We see empirical evidence from the work by Aureum and Sonar
(Fundamental Group’s marketing consultancy and creative solutions businesses)
whereby repackaging perfectly good content in an engaging way that tells a
story and allows the investor to engage and interact delivers considerably
better results against all KPIs.
Empirical evidence: brand drives preference
Multiple studies support the case for advertising in
professional asset management:
- McKinsey
& Co. has documented how brand familiarity significantly impacts
manager selection, especially when performance differences are marginal.
- LinkedIn/Ehrenberg-Bass
Institute: B2B buyers (including professional investors) are more likely
to choose familiar brands, even if others are technically superior.
- Fundamental
Group’s Global Brand Survey consistently shows that asset managers with
higher brand scores gain disproportionately more inflows, regardless of
short-term performance.
Conclusion: advertising as a strategic lever
Advertising
should not be viewed as a consumer-centric indulgence. In professional asset
management, it is a strategic lever that supports long-term engagement, sales
enablement and client trust. By recognising that professional investors are not
immune to human psychology, asset managers can use advertising more effectively
to:
- Build lasting brand equity
- Prime the market for sales activity
- Reduce commercial friction
- Support
reputation risk management
Far from being irrational, the use of advertising is a
rational response to how human decision-making actually works.
Recommendations
- Invest
in brand strategy: Not only build familiarity and trust but articulate
a differentiated positioning and coherent narrative. Begin with a robust
brand audit to assess current perceptions and then define a positioning
that reflects your firm's unique strengths, values and purpose.

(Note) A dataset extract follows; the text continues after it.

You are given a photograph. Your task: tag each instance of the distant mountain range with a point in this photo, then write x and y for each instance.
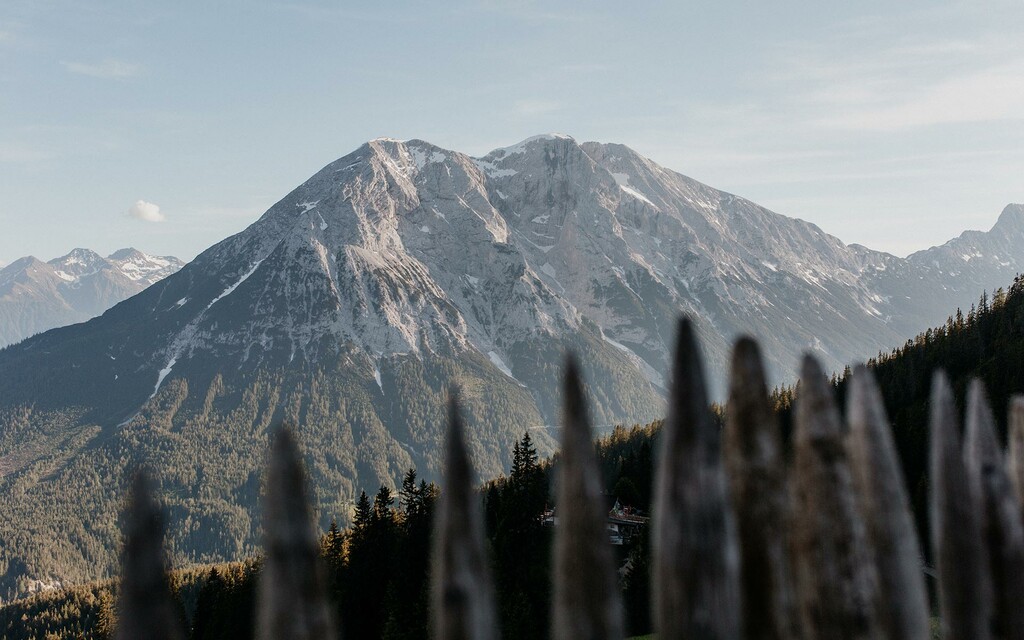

Consistency across all touchpoints – from pitchbooks to social content – is
vital. Brand strategy should guide messaging frameworks, visual identity
and content tone to ensure clarity and alignment across functions.
- Advertise
for mental availability: Ensure your brand is visible and memorable in
the right channels. This means maintaining presence across earned, owned
and paid media, especially in high-visibility contexts such as the
financial press, digital programmatic environments, podcasts and industry
events. Prioritise a steady drumbeat of brand exposure to build salience
and ensure message consistency regardless of format or platform.
- Lead
with emotion, support with logic: Use storytelling and purpose
alongside performance messaging. Narratives around stewardship,
innovation, heritage and impact help humanise your brand. Emotional
storytelling should be complemented with credible facts, awards, client
testimonials or research. This dual-layered messaging is more likely to
engage both the intuitive and analytical systems of professional
investors, as outlined in dual-process theory (Kahneman’s System 1 and
System 2 thinking).
- Measure
the full funnel: Track both awareness metrics and pipeline conversion
rates. Go beyond lead generation to monitor brand lift, recall,
favourability and consideration. Leverage attribution models to connect
upper-funnel brand advertising to downstream impact e.g. meeting volumes,
RFP participation and win rates. Dashboards that integrate CRM data with
digital analytics can uncover valuable insights for optimisation. Ensure
that your dashboards capture the full data set. SaaS like Alphix Solutions
can help you to deliver a full data set on your clients and prospects.
- Align
marketing with sales strategy: Use advertising to support sales
cycles, not operate in isolation. Marketing efforts should warm up the
market, precondition target segments and reinforce key differentiators
ahead of and during sales engagements. Equip your relationship managers
with campaign context and branded content to ensure message continuity.
Foster a culture of feedback between sales and marketing to refine
messaging and target more precisely. Too often we see marketing and sales
operating in silos rather than collaborating.
Advertising does work, even with professional investors
including institutional ones. Those who understand human behaviour already knew
that and apply it intelligently in the professional investment landscape.